Inside the Marvel Universe Wolverine has earned the ire of others as well, both in the regular population as well as his fellow superheroes. When Wolverine took up with the Offer’s supervillain gang, it meant essentially that he’d gone to the other side – and his former colleagues don’t take that too lightly. In Wolverine #5, which will be drawn by Gerardo Sandoval, Logan finds out what his former Avengers teammate Thor has to say.
“In Wolverine #5, we’ll see Logan going back to the superhero bar that he’s hung out with in the past; it’s the same one in which Thor paid him a visit in the last arc,” Cornell reveals. “But now, Thor doesn’t fancy sharing space with someone who’s left the fold. Thor’s reaction is a really good signifier of the life Wolverine has left behind. Thor is perhaps one of the most innately noble heroes at Marvel, while Wolverine is not.”
Alonso chimes in to state that while Thor is noble, he isn’t a dignified stoic hero all the time.
“Wolverine #5 will feature a good old-fashioned bar fight over the perceived betrayal by Wolverine to heroes,” says Alonso. “Thor wants to remind Wolverine that although he might believe what he does only affects him, but that there is a whole world of heroes he’s betrayed and let down. The worst person to show up and take you to task for letting people down is the God of Thunder.”
But if readers want to see how this darker Wolverine will act when he comes to meet other heroes, you don’t have to wait until Wolverine #5 as in the #2 will see Wolverine cross paths with Spider-Man … Superior Spider-Man, that is. Cornell says that this meeting between Superior Spider-Man and Wolverine is a reversal of the standard situation between the two heroes.
“Peter Parker used to follow Wolverine around, but now Doctor Octopus is in there and Logan is following him to ask him very specific questions,” reveals Cornell. “They have a very interesting conversation about big personality changes by superheroes. And it’s a conversation I wanted to have between those two for the longest time, and I’m really pleased we got it done.”
Of course the heroes readers will be most notably interested in learning their reaction to Logan’s choices here is his fellow X-Men. Cornell says we’ll see Logan interacting with his fellow mutants in detail in upcoming issues, and describes those relationships as a whole as “strained and distant.” Brennan says that while Wolverine is planned to be in new issues of Wolverine & the X-Men, by the end of the first arc of Wolverine readers will see how things stand in terms of his participation in the X-Men and the Jean Grey School.
“Fantomex is playing a role in the school as is Storm, and even Quentin Quire will play a more mature role,” says Brennan. “You’ll learn that Wolverine has been thinking about who is going to replace him after he’s gone. He has plans to leave that school sooner rather than later.”
Alonso says that this relaunched Wolverine series is the beginning of some “pretty big stuff” planned for the character later this year.
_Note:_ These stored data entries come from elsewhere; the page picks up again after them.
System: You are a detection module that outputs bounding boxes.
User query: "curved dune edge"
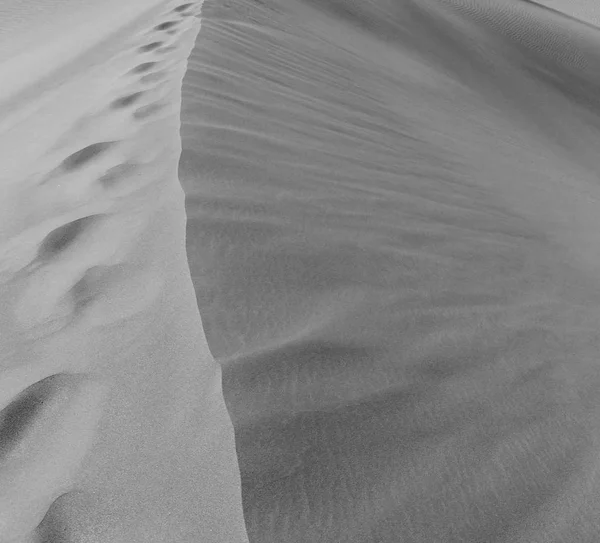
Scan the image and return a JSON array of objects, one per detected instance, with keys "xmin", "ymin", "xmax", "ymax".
[
  {"xmin": 0, "ymin": 1, "xmax": 247, "ymax": 543},
  {"xmin": 180, "ymin": 0, "xmax": 600, "ymax": 543}
]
“I’ll just say that if fans are yelling and are angry now, they’re going to be much angrier towards the end of the year. People will be talking about Wolverine even more by the end of 2014,” says Alonso. “I don’t want to give too much away, but Paul is building two stories here and is teeing up something massive.”
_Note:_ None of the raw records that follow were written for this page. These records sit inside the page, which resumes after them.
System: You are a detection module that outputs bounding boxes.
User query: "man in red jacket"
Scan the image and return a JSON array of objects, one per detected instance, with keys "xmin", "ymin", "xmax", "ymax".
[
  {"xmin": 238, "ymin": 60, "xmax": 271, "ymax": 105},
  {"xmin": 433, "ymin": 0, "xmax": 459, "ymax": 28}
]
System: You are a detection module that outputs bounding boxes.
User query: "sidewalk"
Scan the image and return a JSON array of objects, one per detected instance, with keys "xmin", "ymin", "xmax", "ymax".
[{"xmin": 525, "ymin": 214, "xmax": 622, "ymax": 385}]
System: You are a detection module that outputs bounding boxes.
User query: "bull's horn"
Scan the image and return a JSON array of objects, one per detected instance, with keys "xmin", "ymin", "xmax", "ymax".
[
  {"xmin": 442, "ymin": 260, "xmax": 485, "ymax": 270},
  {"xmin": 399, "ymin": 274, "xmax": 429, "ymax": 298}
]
When asked how Alonso first felt when the idea of stripping Wolverine’s long-held healing factor was proposed, Alonso was honest that he was against it.
“My response was very similar to the one where Dan Slott pitched Superior Spider-Man: No f-ing way,” Alonso says, bluntly. “But once I learned the direction of the stories I was all for it. The reason we did Superior Spider-Man and the reason we’re doing this is because we knew the story in totality; Dan could tell us where the story was leading and how it would pay off. This is very similar.”
Cornell states that his impetus for doing a story of this nature comes from his idea of defining a hero.
“My feeling is you can’t be a hero unless you’re under threat and doing brave things.”